Pig: A SQL style scripting, can be used in place of Java and Python. It sits on top of mapreduce.

Hive: Just like pig, it sits over mapreduce and is very similar to SQL db.

Apache Ambari: Web view of the Hadoop cluster.

Ambari alternatives: Cloudera, MapR etc.

Mesos: A yarn alternative.

Spark: Sits at the same level as mapreduce.

Tez: Used in conjunction with Hive. Works on directed acyclic graph, similar to spark.

HBASE: Exposes the data on cluster to transactional platforms. HBASE is a nosql db, a columnar datastore.

Apache storm: A way of processing streaming data ie from sensors or weblogs, it is similar to spark streaming.

OOzie: A way to schedule jobs on the cluster.

Zookeeper: A tech for coordinating everything on your cluster, ie which nodes are up or down, keeping track of which node is master.

Data ingestion:

sqoop: Ties the cluster to relational db.
Flume: Transfers weblogs to the cluster.
Kafka: General purpose data ingestion for hadoop cluster.

External data store:

Cassandra
Mongodb
MySQL

Note: Cassandra/Mongodb sits between real time app and hadoop cluster.
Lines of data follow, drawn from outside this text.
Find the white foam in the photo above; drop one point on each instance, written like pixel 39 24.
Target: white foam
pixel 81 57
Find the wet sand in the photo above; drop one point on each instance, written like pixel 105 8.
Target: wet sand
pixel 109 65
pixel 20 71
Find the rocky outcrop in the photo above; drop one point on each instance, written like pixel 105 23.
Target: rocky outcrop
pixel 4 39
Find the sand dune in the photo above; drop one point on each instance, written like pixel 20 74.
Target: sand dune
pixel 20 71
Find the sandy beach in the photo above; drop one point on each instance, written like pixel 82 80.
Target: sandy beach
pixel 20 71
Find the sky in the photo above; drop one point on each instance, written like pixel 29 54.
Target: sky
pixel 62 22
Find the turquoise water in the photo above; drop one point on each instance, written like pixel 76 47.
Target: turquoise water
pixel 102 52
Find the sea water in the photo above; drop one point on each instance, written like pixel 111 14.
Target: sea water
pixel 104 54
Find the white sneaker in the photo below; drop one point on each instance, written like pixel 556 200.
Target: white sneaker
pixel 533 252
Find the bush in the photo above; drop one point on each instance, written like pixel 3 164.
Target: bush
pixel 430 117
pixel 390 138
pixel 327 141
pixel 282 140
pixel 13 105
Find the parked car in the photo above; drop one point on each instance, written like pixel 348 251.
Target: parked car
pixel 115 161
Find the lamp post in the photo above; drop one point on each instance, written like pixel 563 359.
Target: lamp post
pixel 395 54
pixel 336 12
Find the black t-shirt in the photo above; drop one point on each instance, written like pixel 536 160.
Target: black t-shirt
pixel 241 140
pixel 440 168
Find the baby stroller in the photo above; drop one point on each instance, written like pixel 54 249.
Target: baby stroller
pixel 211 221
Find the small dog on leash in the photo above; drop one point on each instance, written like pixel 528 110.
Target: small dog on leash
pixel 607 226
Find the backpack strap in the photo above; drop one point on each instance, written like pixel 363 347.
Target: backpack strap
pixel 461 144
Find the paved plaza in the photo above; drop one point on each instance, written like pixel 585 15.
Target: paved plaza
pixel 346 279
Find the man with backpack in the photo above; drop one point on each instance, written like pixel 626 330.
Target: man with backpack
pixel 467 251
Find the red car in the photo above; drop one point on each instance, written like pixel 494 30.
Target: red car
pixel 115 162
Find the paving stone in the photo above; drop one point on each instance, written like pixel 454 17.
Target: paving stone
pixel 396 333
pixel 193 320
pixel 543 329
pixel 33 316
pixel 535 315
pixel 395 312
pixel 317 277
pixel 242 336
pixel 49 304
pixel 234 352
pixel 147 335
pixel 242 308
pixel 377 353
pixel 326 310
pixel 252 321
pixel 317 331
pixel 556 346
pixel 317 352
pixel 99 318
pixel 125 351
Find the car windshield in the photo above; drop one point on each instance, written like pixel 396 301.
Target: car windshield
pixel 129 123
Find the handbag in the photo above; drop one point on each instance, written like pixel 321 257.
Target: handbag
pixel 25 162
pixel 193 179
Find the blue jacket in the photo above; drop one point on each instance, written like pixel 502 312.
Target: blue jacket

Query Engines(Hive is built into hadoop)

Apache Drill: SQL like queries
Hue: Similar to Amabari
Apache pheonix: Similar to Drill
Presto
Apache Zeppelin: Notebook style interface.

HDFS

Used for handling veey large files across a cluster.
Breaks down large files into smaller blocks(eg 128MB) on different computers/node.
Each node can parallely process the data.
More than one copy of a block is stored accross nodes for better resilience.

HDFS Architecture

Name node and Data nodes.
Name node keeps track of where all the blocks of data are stored. Also keeps edit log.
Data nodes: Talks to client applications.
Data nodes communicate with each other to keep data blocks in sync.

Reading a file

Client appp first inetract with name node for data.
Name node them tells the clients app about which data nodes conatins the requested data.

Writing a file

If a client app wants to create a new file. It will contact name node.
Name node will respond with list of data nodes to be used.
The app will contact a single data node with the data.
The data node will talk to other data nodes to replicate the data.
The data node will then inform the status to client app which will then send the info to name node.

Handling failure of Name node

Backup the dat and metadata(edit log) on local storage or NFS.
Secondary name node: maintains a merged copy of edit log yoou can restore from.

HDFS Federation

Scale beyond a single name node.
Each namenode manages a specific namespace volume.
Used when there are large number of small files.
Also helps in resilience.

HDFS high availability

Prevents downtime on cluster in case of failure.
Previous approaches lead to small downtime.
Hot standby namenode using shared edit log(which is outside of cluster?).
Hot standby namenode can takeover right after the namenode failure.
There is no downtime unlike earlier methods.
Zookeeper tracks active namenode.
Uses extreme measures to ensure only one namenode is used at a time.

Using HDFS

Ambari Web UI.
CLI.
HTTP/HDFS proxies.
Java interface.
NFS gateway.